The specific issue is the management side.  Here we have to deal with a couple of new wrinkles in modern virtualization-based services.  One is that any “virtual” or “abstract” service is presented to higher layers as an abstraction, and abstractions have to be managed as what they look like and not just by managing the subordinate elements.  A buyer who gets a virtual branch access device needs that virtual device to look like the real thing, yet the NOC that supports it has to see the components.  This kind of management dualism is critical.  The second wrinkle is that unless we have an accepted standard for higher-level orchestration—one that recognizes all the elements of the service end-to-end, we can’t cede management tasks into MANO.  Doing so would mean that an implementation of MANO would have to rely on non-standard mechanisms to present management views and parse a tree of service structure from the user level down to the resource level.  That’s the end of openness.

This raises what might well be the most critical question for NFV openness, which unfortunately may not have anything to do with NFV per se.  NFV is about virtual functions, yet it’s likely that no future service will have more than about a third of its functionality virtualized.  We’ll still be using traditional VPNs to provide connectivity to all those virtual branch access devices.  NFV’s MANO is not directed at solving the management/orchestration problems for these complex services.  Nothing else is either, at the moment.  So the question is whether we can define how part of a service is managed/orchestrated without knowing the big management/orchestration picture into which it must fit.
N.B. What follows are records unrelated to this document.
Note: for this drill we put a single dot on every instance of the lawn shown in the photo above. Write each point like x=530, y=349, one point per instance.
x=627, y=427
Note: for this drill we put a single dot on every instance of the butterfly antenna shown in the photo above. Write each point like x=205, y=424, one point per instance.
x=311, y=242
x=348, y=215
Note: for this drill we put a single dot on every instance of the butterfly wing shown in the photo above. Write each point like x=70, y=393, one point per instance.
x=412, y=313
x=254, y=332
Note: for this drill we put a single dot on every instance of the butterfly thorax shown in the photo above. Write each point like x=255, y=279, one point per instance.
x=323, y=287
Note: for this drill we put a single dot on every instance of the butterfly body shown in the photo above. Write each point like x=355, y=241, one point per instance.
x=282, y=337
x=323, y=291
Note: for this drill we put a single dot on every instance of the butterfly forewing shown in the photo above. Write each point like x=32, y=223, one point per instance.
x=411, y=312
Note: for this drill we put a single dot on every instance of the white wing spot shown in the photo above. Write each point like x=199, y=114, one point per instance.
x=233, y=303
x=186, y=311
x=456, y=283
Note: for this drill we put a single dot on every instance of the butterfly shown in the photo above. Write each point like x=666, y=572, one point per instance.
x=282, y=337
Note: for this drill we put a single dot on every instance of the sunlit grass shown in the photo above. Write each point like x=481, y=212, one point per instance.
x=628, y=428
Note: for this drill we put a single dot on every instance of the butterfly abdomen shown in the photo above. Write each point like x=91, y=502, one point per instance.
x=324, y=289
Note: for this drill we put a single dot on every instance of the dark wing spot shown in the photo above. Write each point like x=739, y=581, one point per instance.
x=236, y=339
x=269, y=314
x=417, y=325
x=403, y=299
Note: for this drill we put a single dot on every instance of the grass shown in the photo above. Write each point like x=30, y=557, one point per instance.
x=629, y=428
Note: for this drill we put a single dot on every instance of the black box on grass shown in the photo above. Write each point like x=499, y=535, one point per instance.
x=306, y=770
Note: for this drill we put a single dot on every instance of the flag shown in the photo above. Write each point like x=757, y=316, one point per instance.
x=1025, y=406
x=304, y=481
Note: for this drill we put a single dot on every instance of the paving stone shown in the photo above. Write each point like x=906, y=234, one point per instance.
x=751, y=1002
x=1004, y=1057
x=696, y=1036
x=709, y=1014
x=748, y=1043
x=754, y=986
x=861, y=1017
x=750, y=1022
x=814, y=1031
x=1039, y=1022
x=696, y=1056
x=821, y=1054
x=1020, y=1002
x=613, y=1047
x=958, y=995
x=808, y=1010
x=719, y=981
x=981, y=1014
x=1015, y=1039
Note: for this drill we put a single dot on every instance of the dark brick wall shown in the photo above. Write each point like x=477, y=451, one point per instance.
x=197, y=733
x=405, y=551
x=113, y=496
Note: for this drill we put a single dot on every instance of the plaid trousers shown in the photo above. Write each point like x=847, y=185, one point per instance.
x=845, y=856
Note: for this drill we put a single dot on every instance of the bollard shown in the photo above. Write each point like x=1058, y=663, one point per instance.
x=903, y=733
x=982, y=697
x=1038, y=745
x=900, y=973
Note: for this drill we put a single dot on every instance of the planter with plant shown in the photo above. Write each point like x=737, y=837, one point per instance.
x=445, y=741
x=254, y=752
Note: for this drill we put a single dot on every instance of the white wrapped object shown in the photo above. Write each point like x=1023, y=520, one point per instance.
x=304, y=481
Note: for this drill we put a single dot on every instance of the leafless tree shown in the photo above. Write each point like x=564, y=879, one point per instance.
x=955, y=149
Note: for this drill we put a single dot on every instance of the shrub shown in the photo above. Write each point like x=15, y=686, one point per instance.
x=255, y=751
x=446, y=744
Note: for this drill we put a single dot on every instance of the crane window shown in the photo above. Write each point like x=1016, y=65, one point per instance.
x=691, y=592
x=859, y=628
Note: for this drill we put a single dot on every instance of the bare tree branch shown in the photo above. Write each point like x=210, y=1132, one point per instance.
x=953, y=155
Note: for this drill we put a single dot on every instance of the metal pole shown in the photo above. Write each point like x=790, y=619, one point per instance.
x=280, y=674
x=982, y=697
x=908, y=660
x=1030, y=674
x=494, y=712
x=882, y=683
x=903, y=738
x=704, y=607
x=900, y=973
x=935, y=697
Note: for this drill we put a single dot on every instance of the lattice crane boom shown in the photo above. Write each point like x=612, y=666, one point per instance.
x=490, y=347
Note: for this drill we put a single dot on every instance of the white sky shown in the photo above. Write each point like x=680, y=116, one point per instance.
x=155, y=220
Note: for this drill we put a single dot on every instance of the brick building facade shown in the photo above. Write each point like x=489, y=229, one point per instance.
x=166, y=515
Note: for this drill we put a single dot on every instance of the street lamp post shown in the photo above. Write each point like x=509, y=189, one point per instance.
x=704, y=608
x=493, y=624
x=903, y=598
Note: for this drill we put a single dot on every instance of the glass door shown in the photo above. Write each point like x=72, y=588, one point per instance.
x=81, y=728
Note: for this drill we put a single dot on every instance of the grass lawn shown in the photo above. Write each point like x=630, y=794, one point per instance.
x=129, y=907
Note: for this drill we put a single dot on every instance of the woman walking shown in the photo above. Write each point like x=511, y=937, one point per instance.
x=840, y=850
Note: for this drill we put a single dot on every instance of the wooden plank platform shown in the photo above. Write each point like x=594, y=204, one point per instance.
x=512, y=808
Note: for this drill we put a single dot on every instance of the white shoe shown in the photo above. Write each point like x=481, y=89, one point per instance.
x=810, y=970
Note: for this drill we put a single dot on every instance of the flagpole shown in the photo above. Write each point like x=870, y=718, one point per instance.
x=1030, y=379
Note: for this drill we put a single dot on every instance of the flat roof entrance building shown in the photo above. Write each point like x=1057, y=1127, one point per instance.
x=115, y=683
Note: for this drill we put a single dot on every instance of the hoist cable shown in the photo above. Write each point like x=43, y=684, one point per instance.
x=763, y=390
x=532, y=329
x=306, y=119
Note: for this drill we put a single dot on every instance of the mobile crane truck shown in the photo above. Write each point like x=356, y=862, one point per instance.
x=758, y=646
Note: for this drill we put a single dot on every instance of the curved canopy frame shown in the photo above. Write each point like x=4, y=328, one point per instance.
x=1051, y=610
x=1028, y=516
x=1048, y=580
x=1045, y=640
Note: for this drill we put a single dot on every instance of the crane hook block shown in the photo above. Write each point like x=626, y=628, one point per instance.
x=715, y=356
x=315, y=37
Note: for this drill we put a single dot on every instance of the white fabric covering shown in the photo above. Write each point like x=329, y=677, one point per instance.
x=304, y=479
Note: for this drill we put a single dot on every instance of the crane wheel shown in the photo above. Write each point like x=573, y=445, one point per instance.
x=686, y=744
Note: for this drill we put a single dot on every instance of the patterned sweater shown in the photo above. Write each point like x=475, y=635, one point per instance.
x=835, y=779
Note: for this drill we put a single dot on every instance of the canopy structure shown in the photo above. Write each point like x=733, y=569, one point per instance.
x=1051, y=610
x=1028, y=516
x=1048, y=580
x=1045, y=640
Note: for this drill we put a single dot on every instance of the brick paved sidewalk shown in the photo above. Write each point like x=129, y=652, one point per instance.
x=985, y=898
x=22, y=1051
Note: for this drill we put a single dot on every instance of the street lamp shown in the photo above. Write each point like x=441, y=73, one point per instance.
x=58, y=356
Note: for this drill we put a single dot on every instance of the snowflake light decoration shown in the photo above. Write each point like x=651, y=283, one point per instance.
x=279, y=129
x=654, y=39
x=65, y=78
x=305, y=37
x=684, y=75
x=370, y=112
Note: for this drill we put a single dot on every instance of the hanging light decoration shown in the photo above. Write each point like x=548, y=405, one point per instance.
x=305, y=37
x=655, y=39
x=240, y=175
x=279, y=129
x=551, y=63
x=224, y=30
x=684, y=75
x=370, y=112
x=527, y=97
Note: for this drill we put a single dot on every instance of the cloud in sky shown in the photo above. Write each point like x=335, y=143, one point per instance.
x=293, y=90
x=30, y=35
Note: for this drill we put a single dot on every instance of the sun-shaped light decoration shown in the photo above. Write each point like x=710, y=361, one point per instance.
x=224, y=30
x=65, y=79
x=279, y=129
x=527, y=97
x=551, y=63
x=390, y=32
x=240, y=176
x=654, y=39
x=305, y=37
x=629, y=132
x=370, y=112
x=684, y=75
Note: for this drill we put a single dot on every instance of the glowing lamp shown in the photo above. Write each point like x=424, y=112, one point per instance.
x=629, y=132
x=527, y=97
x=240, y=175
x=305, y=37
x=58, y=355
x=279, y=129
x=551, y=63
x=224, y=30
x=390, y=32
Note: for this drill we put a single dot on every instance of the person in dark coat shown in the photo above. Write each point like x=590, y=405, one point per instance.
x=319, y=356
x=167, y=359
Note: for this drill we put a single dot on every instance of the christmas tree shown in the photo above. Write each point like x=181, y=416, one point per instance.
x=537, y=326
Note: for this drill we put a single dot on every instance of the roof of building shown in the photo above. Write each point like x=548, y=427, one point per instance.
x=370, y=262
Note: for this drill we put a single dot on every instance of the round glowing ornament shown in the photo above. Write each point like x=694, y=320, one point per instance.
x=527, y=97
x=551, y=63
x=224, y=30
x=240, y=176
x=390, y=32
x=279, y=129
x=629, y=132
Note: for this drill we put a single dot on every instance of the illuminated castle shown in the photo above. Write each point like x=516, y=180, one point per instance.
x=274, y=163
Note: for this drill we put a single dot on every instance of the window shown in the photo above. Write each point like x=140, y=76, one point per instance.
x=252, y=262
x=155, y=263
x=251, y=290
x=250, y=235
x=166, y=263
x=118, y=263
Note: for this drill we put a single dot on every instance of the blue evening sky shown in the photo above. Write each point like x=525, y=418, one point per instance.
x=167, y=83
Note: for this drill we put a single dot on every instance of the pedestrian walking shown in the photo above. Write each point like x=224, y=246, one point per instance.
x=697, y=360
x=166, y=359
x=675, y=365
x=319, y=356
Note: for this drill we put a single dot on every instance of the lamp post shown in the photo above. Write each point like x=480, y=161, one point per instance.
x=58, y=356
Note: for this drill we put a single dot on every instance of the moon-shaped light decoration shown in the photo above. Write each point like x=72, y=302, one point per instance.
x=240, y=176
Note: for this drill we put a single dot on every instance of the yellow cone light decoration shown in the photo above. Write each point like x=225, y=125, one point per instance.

Some analyst firms have indicated that NFV field trials will start this year, and they’re right.  Many say that no real deployments will happen this year, and they’re sort-of-wrong there.  There will be deployments that vendors and even operators will represent as being “NFV”.  Those deployments will be almost totally lacking in the essential elements of an open strategy.  Part of that is because the ISG specifications for NFV are not complete so they can’t be complied with yet.  A bigger part is that most vendors don’t want open NFV, they want an NFV solution that only they can supply.  That kind of opportunism is to be expected in a profit-driven world, but that doesn’t mean we have to turn a blind eye to it.  If operators want an open NFV approach, it’s going to be up to them to force the issue—or more directly force the resolution of the issues I’ve exposed here.